2. Je vous adresse un salut particulier, à vous, mes frères prêtres, serviteurs fidèles du Seigneur. Comme la semence qui tombe en terre et qui ne meurt que pour produire des fruits abondants (cf. Jn 12,24), votre ministère sacerdotal, accompli avec humilité et modestie, enrichit le terrain sur lequel, par la grâce de Dieu, émergent à présent des fruits spirituels nouveaux et abondants. Grâce aux Ordres sacrés, vous avez été configurés de façon sacramentelle au Christ, Chef et Pasteur de l'Eglise. Je vous exhorte à avoir "en vous-même les sentiments qui furent dans le Christ" (cf. Ph Ph 2,5) et à développer chaque jour la charité pastorale qui prend origine dans son Sacré-Coeur et rencontre l'humanité jusqu'à l'embrasser tout entière. Sous votre direction, que la communauté catholique qui est en Géorgie, qui s'exprime richement dans les traditions latine, arménienne et chaldéenne, soit pour la nation un signe de l'unité et de la paix qui sont les dons du Seigneur à ceux qui croient dans ses promesses!

Vous aussi, chers religieux, hommes et femmes, vous occupez une place particulière dans le coeur du Pape. Consacrés au Seigneur, votre engagement dans la recherche de la charité parfaite vous conduit à un service généreux envers les personnes dans le besoin et celles qui, souvent sans le savoir, recherchent le Royaume de Dieu parmi les fausses promesses d'un monde confus à propos des valeurs justes.
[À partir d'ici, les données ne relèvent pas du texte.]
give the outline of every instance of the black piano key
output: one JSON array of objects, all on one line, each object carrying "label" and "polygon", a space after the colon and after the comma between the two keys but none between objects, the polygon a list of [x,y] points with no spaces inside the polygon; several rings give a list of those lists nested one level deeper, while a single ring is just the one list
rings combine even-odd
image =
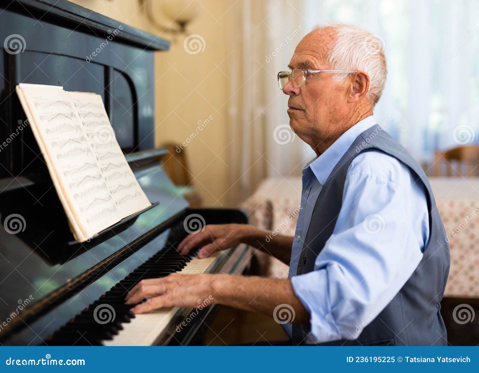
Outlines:
[{"label": "black piano key", "polygon": [[[134,305],[125,304],[125,297],[128,292],[141,280],[168,276],[181,271],[197,254],[195,248],[186,255],[182,255],[172,246],[154,255],[138,266],[130,274],[115,284],[98,299],[79,314],[66,325],[49,338],[49,344],[58,345],[101,345],[102,341],[111,340],[122,330],[123,323],[131,322],[135,317],[131,311]],[[121,263],[123,259],[114,263]],[[95,308],[101,305],[108,305],[115,312],[111,322],[100,324],[95,321]]]}]

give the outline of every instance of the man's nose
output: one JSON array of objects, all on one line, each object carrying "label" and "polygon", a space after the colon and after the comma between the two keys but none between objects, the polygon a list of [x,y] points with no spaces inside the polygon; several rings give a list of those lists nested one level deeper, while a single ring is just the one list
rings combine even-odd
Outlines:
[{"label": "man's nose", "polygon": [[288,96],[297,96],[299,94],[300,89],[293,87],[293,82],[290,80],[283,87],[283,92]]}]

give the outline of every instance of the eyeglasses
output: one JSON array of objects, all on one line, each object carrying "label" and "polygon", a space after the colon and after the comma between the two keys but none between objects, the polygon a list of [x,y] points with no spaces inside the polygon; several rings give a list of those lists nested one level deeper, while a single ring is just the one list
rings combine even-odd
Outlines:
[{"label": "eyeglasses", "polygon": [[293,86],[295,88],[299,88],[304,85],[306,82],[306,77],[310,74],[319,74],[322,72],[336,72],[343,74],[353,74],[357,72],[357,70],[309,70],[302,68],[294,68],[291,72],[280,71],[278,73],[278,85],[279,89],[283,89],[290,80],[293,81]]}]

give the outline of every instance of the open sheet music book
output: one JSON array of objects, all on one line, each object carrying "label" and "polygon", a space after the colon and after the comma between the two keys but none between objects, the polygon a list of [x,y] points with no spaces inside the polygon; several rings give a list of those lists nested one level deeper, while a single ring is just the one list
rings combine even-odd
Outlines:
[{"label": "open sheet music book", "polygon": [[150,205],[101,96],[36,84],[16,91],[77,241]]}]

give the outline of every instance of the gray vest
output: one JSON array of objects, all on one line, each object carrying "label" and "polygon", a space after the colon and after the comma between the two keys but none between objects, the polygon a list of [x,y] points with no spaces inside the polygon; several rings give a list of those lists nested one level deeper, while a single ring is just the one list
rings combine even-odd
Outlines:
[{"label": "gray vest", "polygon": [[[417,182],[425,188],[429,212],[429,239],[422,259],[407,282],[357,339],[325,345],[447,345],[440,302],[449,273],[449,245],[434,196],[422,170],[406,149],[379,125],[360,135],[334,167],[318,197],[299,258],[297,274],[310,272],[314,262],[332,234],[341,210],[348,168],[358,154],[373,149],[394,157],[407,166]],[[293,326],[292,343],[305,344],[309,325]]]}]

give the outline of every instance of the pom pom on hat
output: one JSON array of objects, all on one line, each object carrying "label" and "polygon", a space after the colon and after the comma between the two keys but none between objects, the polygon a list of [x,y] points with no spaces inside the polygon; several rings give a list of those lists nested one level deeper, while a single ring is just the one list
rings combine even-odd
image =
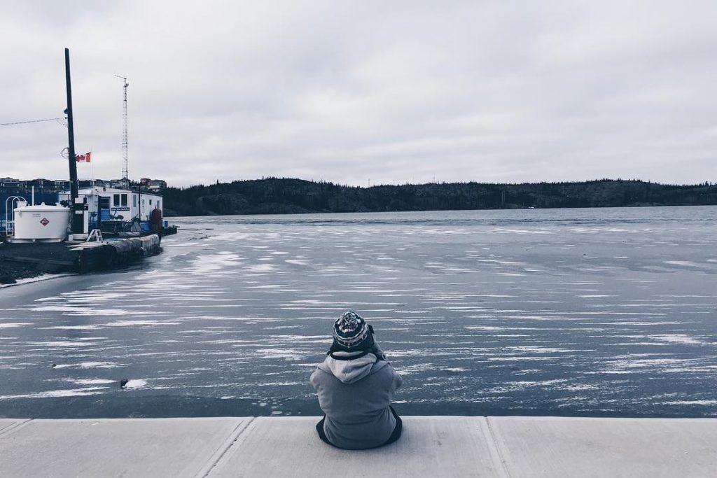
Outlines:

Votre oeuvre d'éducation et de charité s'adresse à la présence du Seigneur et à la force salvifique de sa grâce. Je suis particulièrement reconnaissant pour le témoignage de charité apporté par les membres de la Clinique Redemptor hominis et pour l'oeuvre exceptionnelle accomplie par la Caritas Georgia.


3. J'offre mon encouragement et mon soutien aux laïcs de cette terre bénie de Géorgie. Dans vos familles dans vos paroisses et dans vos associations, célébrez la foi dans le Christ et soyez un levain de l'Evangile dans la société qui vous entoure! Vous aussi avez été consacrés à travers le Baptême. Vous aussi avez été envoyés en tant que membres du peuple prophétique, royal et sacerdotal de Dieu, comme témoins de l'Evangile. Que la lumière du Christ élimine les ombres et dissipe les ténèbres que vous pouvez trouver dans votre coeur et dans le monde qui vous entoure! N'ayez pas peur de vous ouvrir au Christ et à la force purificatrice de son amour.
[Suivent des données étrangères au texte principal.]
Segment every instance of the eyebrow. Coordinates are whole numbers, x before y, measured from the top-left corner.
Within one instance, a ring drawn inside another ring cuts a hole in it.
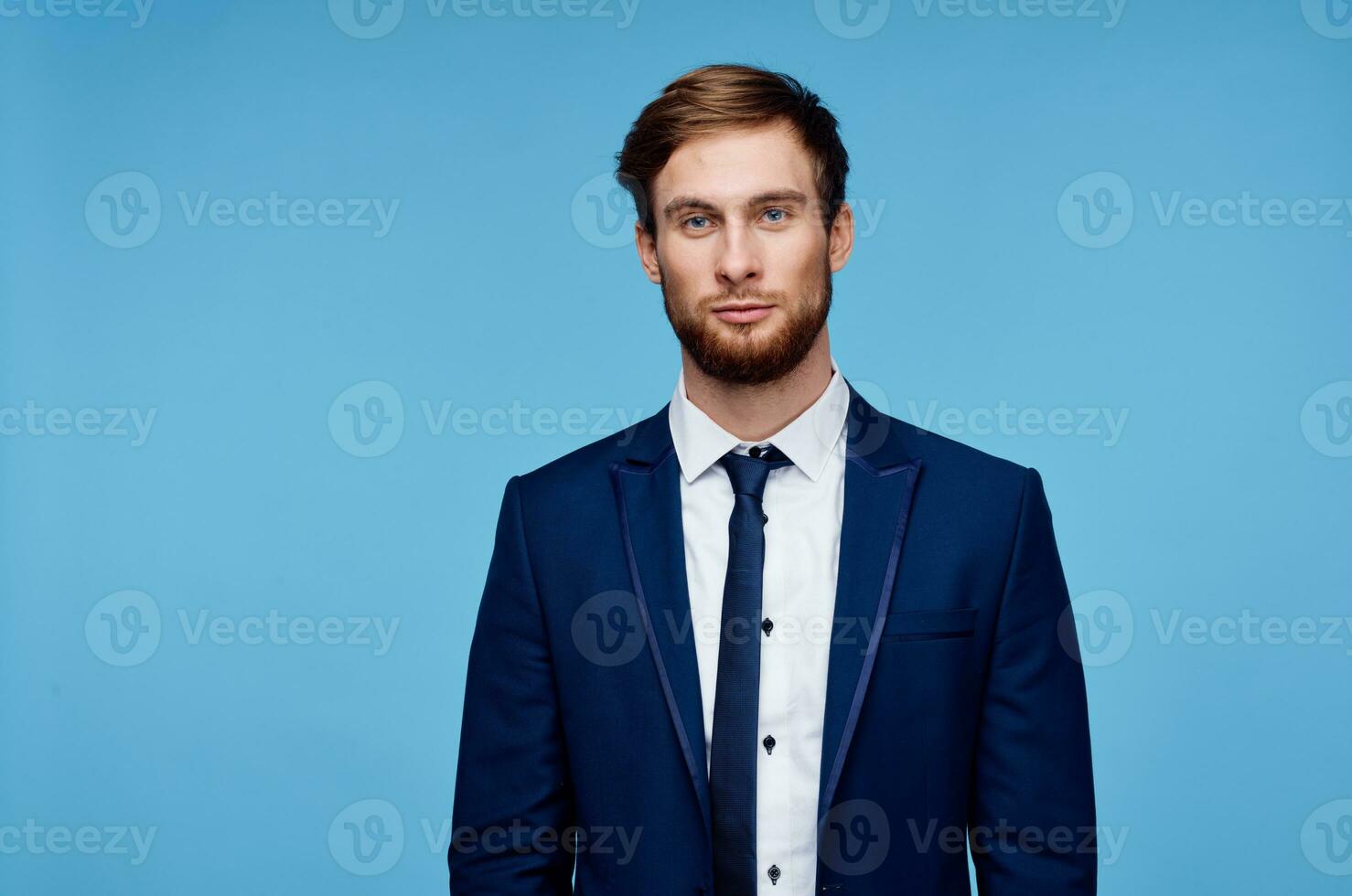
[[[803,205],[807,204],[807,196],[796,189],[771,189],[764,193],[756,193],[748,199],[745,207],[753,208],[756,205],[764,205],[765,203],[798,203]],[[699,196],[677,196],[662,208],[662,216],[671,219],[676,215],[676,212],[683,209],[717,212],[718,205],[707,199],[700,199]]]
4. Chers amis, au seuil du troisième millénaire chrétien, que l'Eglise qui est en Géorgie, libérée des restrictions du passé, regarde vers l'avenir avec une immense espérance et se consacre à un nouveau printemps de l'Evangile! Que chacun soit un témoin de la paix du Christ, toujours engagé à promouvoir la compréhension et le dialogue, en particulier avec nos frères et soeurs orthodoxes! En confiant la communauté catholique du Caucase à l'intercession bienveillante de Marie, Mère de l'Eglise, j'invoque sur vous et sur vos familles une abondance de Bénédictions divines.